Plaintiff, on April 4, 2022, served his Fourth Requests for Production on CoreCivic and Defendant Padilla requesting all investigation, discipline, or termination records for all CCCC staff involving sleeping on the job, missing an assigned shift, being absent from an assigned post, or failing to perform duties while on shift. (Docs. 61; 152 at 6–7.) On May 4, 2022, Defendant CoreCivic objected to that request as overbroad, not proportional, and not relevant. (Docs. 73; 152 at 6–7.) Plaintiff filed a motion to compel the discovery of those disciplinary records on July 25, 2022. (Doc. 92.) Defendants CoreCivic and Padilla argued that disciplinary records were not relevant and that Plaintiff failed to present any evidence that the personnel file would reveal any prior instances of misconduct beyond the isolated instance of falling asleep on the job. (Docs. 99; 113 at 7.) The Court granted Plaintiff's motion on September 27, 2022, but limited it to a one-year period before and after the incident and only to the disciplinary records of the individuals involved in the incident. (Doc. 116 at 4.)
Pursuant to the Court's order, on September 29 and 30, 2022, counsel for CoreCivic requested that CCCC identify all the individuals assigned to Plaintiff's unit on the day he was attacked and their disciplinary records. (Docs. 152 at 8; 152-1 ¶¶ 11–13.) The disciplinary records Counsel for CoreCivic received included three Problem Solving Notices (PSN)[3] for Peterson—one from April 2018 and two from May 2018—which are formal notices of discipline that an employee must sign. (Doc. 144-3 at 1–3.) The PSNs revealed that on April 12, 2018, about one month after starting at CCCC, Defendant Peterson received his first formal discipline for being unexcused to a scheduled shift. (Docs. 144-1 at 9:1–3; 144-3 at 3.) On May 28, 2018, Peterson received two formal write-ups for arriving two hours late to a scheduled shift and falling asleep on his shift. (Doc. 144-3 at 1–2.) Also received were two written discipline notices described Defendant Peterson as being “inattentive to his job duties” and “having a “pattern of being late for his assigned shifts.” (Id.) Upon realizing that the May 2018 date in the PSN was inconsistent with Defendant Peterson's deposition testimony regarding when he fell asleep at work, counsel for CoreCivic Defendants requested that the facility conduct an ESI search to find any additional material regarding disciplinary records. (Doc. 152-1 ¶ 20.)

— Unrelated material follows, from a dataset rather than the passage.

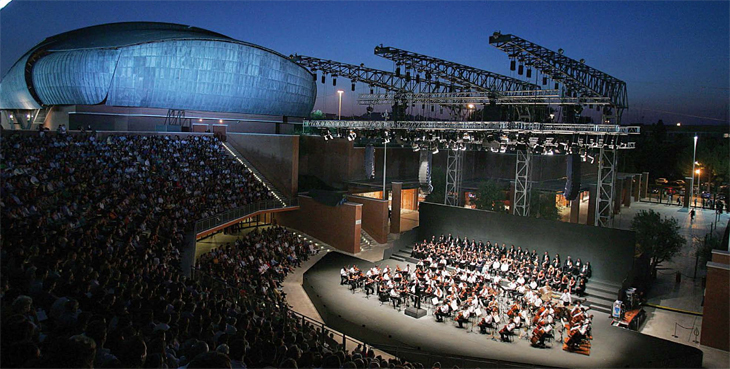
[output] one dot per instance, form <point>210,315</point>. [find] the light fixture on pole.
<point>699,180</point>
<point>692,183</point>
<point>339,107</point>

On August 18, 2022, Plaintiff filed a motion to reconsider the denial of the first motion to compel. (Doc. 104.) On October 24, 2022, counsel for the CoreCivic Defendants produced the PSNs to Plaintiff. (Id. ¶ 21; Docs. 133; 144-3 at 1–3.) On October 31, 2022, counsel for CoreCivic was notified that the ESI search located one responsive email concerning Defendant Peterson's sleeping on-the-job and subsequent termination. (Doc. 152-1 ¶ 22.) CCCC provided the email to counsel for CoreCivic Defendants, and on November 9, 2022, the CoreCivic Defendants provided that email to Plaintiff. (Docs. 152-1 ¶ 23; 134.) On December 1, 2022, the Court granted Plaintiff's motion to reconsider and ordered CoreCivic Defendants to produce Defendant Peterson's personnel file. (Doc. 139 at 7.) On December 9, 2022, CoreCivic Defendants produced the personnel file. (Doc. 143.) Plaintiff filed his Motion for Sanctions on December 15, 2022. (Doc. 144.)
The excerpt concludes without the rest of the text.